BEIJING (Reuters) – Chinese President Xi Jinping offered praise on Wednesday for what he called the achievements of the southwestern city of Chongqing, one of the country’s most important cities, hit by two major graft scandals in recent years.
Chinese President Xi Jinping speaks during the meeting with New Zealand Prime Minister Jacinda Ardern (not pictured) at the Great Hall of the People in Beijing, China April 1, 2019. Kenzaburo Fukuhara/KYODONEWS/Pool via REUTERS
Chongqing has been ground zero for Xi’s war against graft, with two of its former Communist Party chiefs, both once seen as contenders for China’s top offices, jailed for corruption.

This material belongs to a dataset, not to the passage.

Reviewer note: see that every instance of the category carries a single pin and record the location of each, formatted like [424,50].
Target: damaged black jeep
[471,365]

On a visit to the city, Xi “gave affirmation to the achievements Chongqing has made in its work”, the official Chongqing Daily said, after he heard a report from party and government officials.
Xi said he hoped that the city could ensure party instructions are fully implemented and continue to create a “pure and honest political ecology”, the paper added.

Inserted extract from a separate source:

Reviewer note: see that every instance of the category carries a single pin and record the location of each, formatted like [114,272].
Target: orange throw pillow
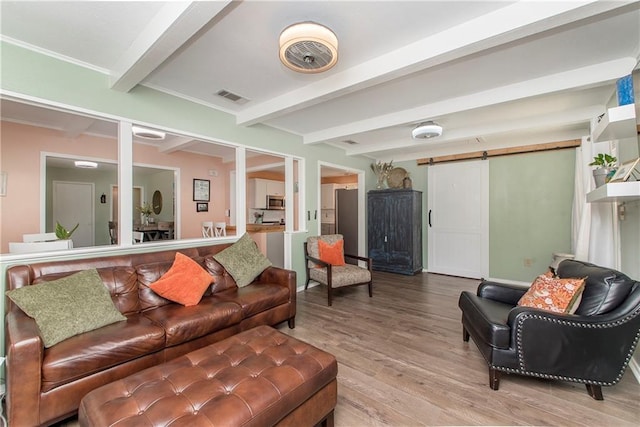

“Cultivate a team of high-quality cadres who are loyal and clean,” it paraphrased Xi as saying. “Maintain high pressure on punishing corruption and consolidate the overwhelming victory in the anti-corruption struggle.”
Last year, a court sentenced former Chongqing party boss Sun Zhengcai to life in prison for corruption.
Before being jailed, Sun had been abruptly removed from his post, and replaced by Chen Miner, who is close to Xi.
Another former Chongqing party boss, Bo Xilai, was jailed in 2013 for bribery, corruption and abuse of power in a dramatic scandal kicked off by his wife’s murder of a British businessman.
The Chongqing Daily report said Chen attended the meeting in Chongqing with Xi, but did not say if Xi had directly talked about the cases of Sun or Bo.
Xi has presided over a sweeping corruption crackdown since coming to power in 2012, vowing to target both “tigers” and “flies”, a reference to elite officials and ordinary bureaucrats.
The campaign has led to the jailing or punishment of thousands of officials and brought down dozens of senior party and military officials.
Beyond issues of bribery and use of public money to funds lavish lifestyles, the anti-corruption effort has taken aim at those who express doubt in public about party policies or are found lacking in political loyalty.
China has rebuffed criticism that the campaign is as much about settling political scores as about stamping out criminal acts.